アンモンの王はこの反論を受け入れなかったので、エフタに神の霊が注がれ、戦闘が開始されることとなった。エフタは戦闘を開始する前に、神に一つの誓約をした。それは、もし神がアンモン人を打ち倒して下さるならば、自分の家に帰った時に、最初に戸口から迎えに来た者を、神に犠牲として捧げるというものであった。一部の聖書学者や批評家はこれを人身供犠であると見なしているが、これは神への奉仕のために差し出すことを表しているに過ぎないとする見解もある。ヤーウェはエフタの請願を聴き届けられ、エフタはアンモン人に勝利した。

エフタはミツパにある自分の家に帰ると、最初に出迎えたのは自分の一人娘であった。エフタには彼女以外に子がいなかったので、彼は衣を引き裂いて嘆いた。娘は神への誓約を果たすようエフタを促し、自分が処女であることを嘆くために二ヶ月間の猶予を申し出た。エフタはそれを承諾し、彼女は友人と山で、自分の子孫を残すことができないことを泣き悲しんだ。その後、その娘はヤーウェ神に捧げられ、イスラエルの娘たちは年に四日間、エフタの娘のために嘆きの歌をうたうことがしきたりとなった。士師記11章40節は、『欽定訳』、『口語訳』、『新共同訳』、『新改訳』などは「嘆く」と訳されているが、『欽定訳』の欄外には「talk with(一緒に話す)」という読み方も示されている。

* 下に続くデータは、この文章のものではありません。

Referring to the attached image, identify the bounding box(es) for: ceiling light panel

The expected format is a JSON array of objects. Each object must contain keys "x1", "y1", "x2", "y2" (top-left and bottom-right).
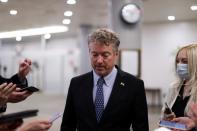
[
  {"x1": 44, "y1": 33, "x2": 51, "y2": 39},
  {"x1": 62, "y1": 19, "x2": 71, "y2": 24},
  {"x1": 64, "y1": 11, "x2": 73, "y2": 17},
  {"x1": 0, "y1": 26, "x2": 68, "y2": 39},
  {"x1": 168, "y1": 16, "x2": 175, "y2": 21},
  {"x1": 10, "y1": 10, "x2": 18, "y2": 15},
  {"x1": 67, "y1": 0, "x2": 76, "y2": 5},
  {"x1": 0, "y1": 0, "x2": 8, "y2": 3},
  {"x1": 16, "y1": 36, "x2": 22, "y2": 41},
  {"x1": 190, "y1": 5, "x2": 197, "y2": 11}
]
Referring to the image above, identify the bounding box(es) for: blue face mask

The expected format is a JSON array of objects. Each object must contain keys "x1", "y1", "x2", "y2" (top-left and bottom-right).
[{"x1": 176, "y1": 63, "x2": 190, "y2": 80}]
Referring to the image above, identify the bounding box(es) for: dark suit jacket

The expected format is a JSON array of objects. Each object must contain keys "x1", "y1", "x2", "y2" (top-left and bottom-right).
[{"x1": 61, "y1": 67, "x2": 149, "y2": 131}]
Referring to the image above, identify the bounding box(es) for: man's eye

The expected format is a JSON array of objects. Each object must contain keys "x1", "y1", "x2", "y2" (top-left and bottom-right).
[
  {"x1": 102, "y1": 53, "x2": 110, "y2": 58},
  {"x1": 92, "y1": 54, "x2": 98, "y2": 57}
]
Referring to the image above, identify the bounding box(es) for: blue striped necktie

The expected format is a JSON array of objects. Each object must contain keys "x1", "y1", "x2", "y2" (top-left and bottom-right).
[{"x1": 95, "y1": 77, "x2": 105, "y2": 122}]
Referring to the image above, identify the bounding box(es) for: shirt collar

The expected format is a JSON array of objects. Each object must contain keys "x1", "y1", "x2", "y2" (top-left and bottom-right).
[{"x1": 93, "y1": 66, "x2": 117, "y2": 87}]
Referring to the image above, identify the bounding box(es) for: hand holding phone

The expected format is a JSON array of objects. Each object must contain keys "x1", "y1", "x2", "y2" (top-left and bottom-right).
[
  {"x1": 163, "y1": 103, "x2": 175, "y2": 121},
  {"x1": 19, "y1": 86, "x2": 39, "y2": 92},
  {"x1": 164, "y1": 103, "x2": 172, "y2": 114},
  {"x1": 49, "y1": 112, "x2": 62, "y2": 123},
  {"x1": 158, "y1": 120, "x2": 187, "y2": 130}
]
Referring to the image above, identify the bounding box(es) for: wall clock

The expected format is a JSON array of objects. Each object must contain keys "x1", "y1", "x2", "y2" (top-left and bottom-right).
[{"x1": 120, "y1": 3, "x2": 141, "y2": 24}]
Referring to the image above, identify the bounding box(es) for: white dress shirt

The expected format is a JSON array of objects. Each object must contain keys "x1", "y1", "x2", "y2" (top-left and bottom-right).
[{"x1": 93, "y1": 67, "x2": 117, "y2": 108}]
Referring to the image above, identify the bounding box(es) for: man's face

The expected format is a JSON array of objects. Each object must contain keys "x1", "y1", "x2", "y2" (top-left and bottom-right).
[{"x1": 89, "y1": 42, "x2": 118, "y2": 77}]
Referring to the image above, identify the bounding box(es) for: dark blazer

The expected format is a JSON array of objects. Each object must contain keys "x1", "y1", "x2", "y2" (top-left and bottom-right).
[{"x1": 61, "y1": 67, "x2": 149, "y2": 131}]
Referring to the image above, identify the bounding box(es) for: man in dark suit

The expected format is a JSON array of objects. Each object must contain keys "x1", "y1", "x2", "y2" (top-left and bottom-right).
[{"x1": 61, "y1": 28, "x2": 149, "y2": 131}]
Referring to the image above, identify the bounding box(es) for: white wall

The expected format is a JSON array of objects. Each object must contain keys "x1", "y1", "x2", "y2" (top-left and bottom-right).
[
  {"x1": 0, "y1": 36, "x2": 79, "y2": 95},
  {"x1": 141, "y1": 21, "x2": 197, "y2": 96},
  {"x1": 1, "y1": 21, "x2": 197, "y2": 97}
]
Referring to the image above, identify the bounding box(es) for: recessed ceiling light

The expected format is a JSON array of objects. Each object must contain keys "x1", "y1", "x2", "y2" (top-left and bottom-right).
[
  {"x1": 62, "y1": 19, "x2": 71, "y2": 24},
  {"x1": 190, "y1": 5, "x2": 197, "y2": 11},
  {"x1": 44, "y1": 33, "x2": 51, "y2": 39},
  {"x1": 16, "y1": 36, "x2": 22, "y2": 41},
  {"x1": 64, "y1": 11, "x2": 73, "y2": 17},
  {"x1": 0, "y1": 0, "x2": 8, "y2": 3},
  {"x1": 10, "y1": 10, "x2": 17, "y2": 15},
  {"x1": 67, "y1": 0, "x2": 76, "y2": 5},
  {"x1": 168, "y1": 16, "x2": 175, "y2": 21}
]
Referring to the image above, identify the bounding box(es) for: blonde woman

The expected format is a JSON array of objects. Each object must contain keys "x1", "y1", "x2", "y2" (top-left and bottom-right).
[{"x1": 162, "y1": 44, "x2": 197, "y2": 130}]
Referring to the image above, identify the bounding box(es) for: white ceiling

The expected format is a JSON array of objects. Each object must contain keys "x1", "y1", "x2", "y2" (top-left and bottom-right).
[
  {"x1": 0, "y1": 0, "x2": 197, "y2": 36},
  {"x1": 143, "y1": 0, "x2": 197, "y2": 23}
]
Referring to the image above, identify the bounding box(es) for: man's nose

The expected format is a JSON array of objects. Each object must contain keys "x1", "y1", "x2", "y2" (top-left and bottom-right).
[{"x1": 97, "y1": 55, "x2": 104, "y2": 63}]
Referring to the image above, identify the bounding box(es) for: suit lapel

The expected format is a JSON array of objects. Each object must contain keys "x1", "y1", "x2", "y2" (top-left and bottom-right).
[
  {"x1": 100, "y1": 69, "x2": 125, "y2": 122},
  {"x1": 84, "y1": 72, "x2": 98, "y2": 124}
]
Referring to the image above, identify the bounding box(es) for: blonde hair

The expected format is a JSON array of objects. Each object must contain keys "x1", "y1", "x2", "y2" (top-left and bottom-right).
[{"x1": 174, "y1": 44, "x2": 197, "y2": 114}]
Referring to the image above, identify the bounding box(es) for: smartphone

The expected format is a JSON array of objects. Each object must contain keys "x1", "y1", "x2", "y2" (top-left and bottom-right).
[
  {"x1": 49, "y1": 112, "x2": 62, "y2": 123},
  {"x1": 164, "y1": 102, "x2": 172, "y2": 114},
  {"x1": 20, "y1": 86, "x2": 39, "y2": 92},
  {"x1": 16, "y1": 84, "x2": 26, "y2": 88},
  {"x1": 158, "y1": 120, "x2": 187, "y2": 130}
]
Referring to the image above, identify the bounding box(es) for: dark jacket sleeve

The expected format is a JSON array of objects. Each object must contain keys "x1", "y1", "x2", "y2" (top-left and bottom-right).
[
  {"x1": 61, "y1": 78, "x2": 77, "y2": 131},
  {"x1": 0, "y1": 74, "x2": 27, "y2": 87},
  {"x1": 132, "y1": 80, "x2": 149, "y2": 131},
  {"x1": 0, "y1": 104, "x2": 7, "y2": 113}
]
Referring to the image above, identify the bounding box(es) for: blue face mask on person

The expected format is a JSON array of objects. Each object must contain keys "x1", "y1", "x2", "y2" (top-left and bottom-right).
[{"x1": 176, "y1": 63, "x2": 190, "y2": 80}]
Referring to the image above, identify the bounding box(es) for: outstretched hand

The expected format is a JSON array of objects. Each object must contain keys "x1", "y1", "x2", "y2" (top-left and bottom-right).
[
  {"x1": 0, "y1": 83, "x2": 16, "y2": 106},
  {"x1": 18, "y1": 59, "x2": 32, "y2": 80},
  {"x1": 7, "y1": 88, "x2": 33, "y2": 103},
  {"x1": 19, "y1": 120, "x2": 52, "y2": 131}
]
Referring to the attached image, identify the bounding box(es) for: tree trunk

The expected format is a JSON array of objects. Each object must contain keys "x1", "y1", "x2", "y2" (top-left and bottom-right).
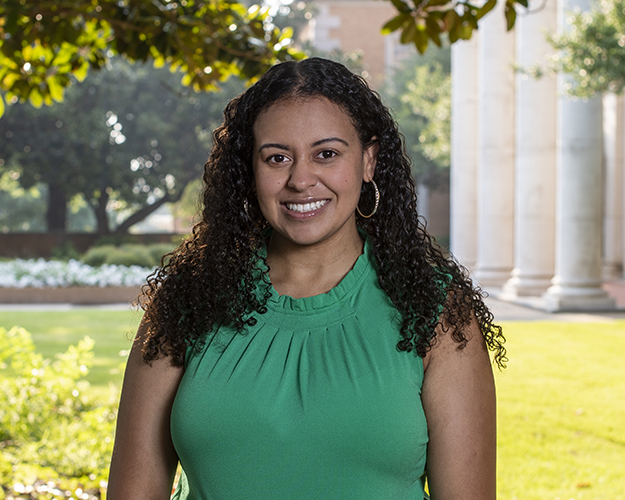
[
  {"x1": 46, "y1": 182, "x2": 67, "y2": 232},
  {"x1": 92, "y1": 191, "x2": 111, "y2": 235}
]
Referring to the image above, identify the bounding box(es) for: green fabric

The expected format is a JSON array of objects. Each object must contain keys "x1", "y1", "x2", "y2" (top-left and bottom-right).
[{"x1": 170, "y1": 236, "x2": 429, "y2": 499}]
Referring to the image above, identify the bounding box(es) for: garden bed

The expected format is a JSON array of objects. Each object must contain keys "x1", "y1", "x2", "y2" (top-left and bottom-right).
[
  {"x1": 0, "y1": 285, "x2": 142, "y2": 304},
  {"x1": 0, "y1": 259, "x2": 151, "y2": 304}
]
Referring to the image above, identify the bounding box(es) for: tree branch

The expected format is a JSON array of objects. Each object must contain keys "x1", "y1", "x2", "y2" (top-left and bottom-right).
[{"x1": 113, "y1": 180, "x2": 191, "y2": 234}]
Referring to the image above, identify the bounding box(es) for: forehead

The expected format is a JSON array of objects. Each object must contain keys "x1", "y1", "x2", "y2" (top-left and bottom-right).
[{"x1": 253, "y1": 97, "x2": 358, "y2": 141}]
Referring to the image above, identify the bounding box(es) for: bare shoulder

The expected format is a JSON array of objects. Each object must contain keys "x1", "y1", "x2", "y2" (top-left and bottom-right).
[
  {"x1": 422, "y1": 314, "x2": 490, "y2": 371},
  {"x1": 107, "y1": 317, "x2": 185, "y2": 500},
  {"x1": 421, "y1": 315, "x2": 497, "y2": 500}
]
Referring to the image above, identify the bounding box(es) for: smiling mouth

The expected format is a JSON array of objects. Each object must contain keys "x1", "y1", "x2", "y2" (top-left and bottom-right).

その後、エフライム族の人々はなぜ戦いに自分たちを呼ばなかったのかとエフタに激しく抗議した。エフタは神がアンモンの手から救って下さったことを強調し反論するも、エフライム人はエフタを中傷したので内戦が勃発した。エフライム人は敗走したが、ヨルダン川で待ち構えていたエフタの軍は、エフライム人が「シイボレト」(「穀物の穂」または「水流」の意)という言葉を正しく発音できない方言を利用して、逃亡者を見分けた。こうして、エフライム人の四万二千人が殺害された。エフタはその後も、六年間イスラエルを裁き、死後ギレアドの町に葬られた。